Un esperimento per svelare che le parole fanno soffrire gli altri e creano danni, anche se non li vediamo
Rosie Dutton di Relax Kids, un’azienda che crea programmi di supporto psicologico ed emotivo di studenti da 10 e 11 anni, scrive un post su Facebook dove racconta come, con due mele, è riuscita a spiegare in modo innovativo i danni che il bullismo può causare nelle vittime: «Spesso non vediamo il dolore che causiamo alle persone con le nostre parole. Ho trovato un modo per mostrarlo» scrive.
Come parte l’esperimento
La Dutton racconta di aver portato in classe due mele apparentemente simili. A insaputa dei ragazzi ha gettato sul pavimento ripetutamente una delle mele: «Ho iniziato col dire loro quanto odiassi una delle due mele, quanto la trovassi disgustosa e orribile. Dopo aver spiegato perché non mi piaceva, li ho invitati a fare lo stesso» spiega Dutton che poi si spinge oltre e spinge gli studenti a insultare il frutto, mentre lo mostra tra i banchi. ”Sei una mela puzzolente”, “Preferirei che non esistessi”, sono alcune delle parole che gli studenti hanno rivolto alla “povera mela”.
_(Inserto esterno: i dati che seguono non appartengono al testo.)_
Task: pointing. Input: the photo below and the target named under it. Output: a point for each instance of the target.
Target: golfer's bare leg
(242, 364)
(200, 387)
Altro trattamento per l’altra mela
L’esperimento prosegue con l’insegnante che prende l’altra mela e questa volta invita gli studenti a tesserne le lodi, “la tua buccia è splendente”, “Che bel colore che hai”…Dopodiché racconta di aver messo le due mele sulla scrivania e chiesto agli studenti di notare le differenze: «Nessuno ha saputo dirmi nulla, le mele sembravano uguali a tutti, malgrado tutto» spiega. La prova prosegue con lei che le taglia a metà. Come prevedibile dentro appaiono completamente diverse, una chiara, fresca e gustosa. Mentre l’altra, quella che ha ricevuto il peggiore trattamento della classe si mostra rovinata e molliccia.
I danni del bullismo si vedono dentro non fuori
L’esperimento così giunge alla sua conclusione. L’insegnante spiega ai ragazzi che i maltrattamenti, i comportamenti e le parole cattive che utilizziamo con gli altri, creano “danni all’interno delle vittime” che non si vedono, “come è successo con la mela, se non la avessimo aperta non avremmo notato quanto dolore le abbiamo causato”.
L’insegnante spiega che la singolare lezione ha aperto un dibattito costruttivo in classe con i ragazzi che “hanno iniziato a parlare tra loro, della loro vita, a comunicare i loro disagi”. La speranza è che l’esperienza sia utile per sviluppare un maggiore senso di empatia e compassione: «A differenza di una mela, abbiamo le competenze per fermare tutto questo (il bullismo e i danni che provoca, ndr). Possiamo farlo insegnando ai ragazzi che non è giusto dire cose spiacevoli agli altri. E discutendo con loro sul dolore e i danni che le parole possano causare nelle vittime. La lingua non ha ossa, ma è abbastanza forte da distruggere un cuore» conclude, auspicando in una nuova generazione più gentile e più attenta ai ragazzi e ai loro disagi.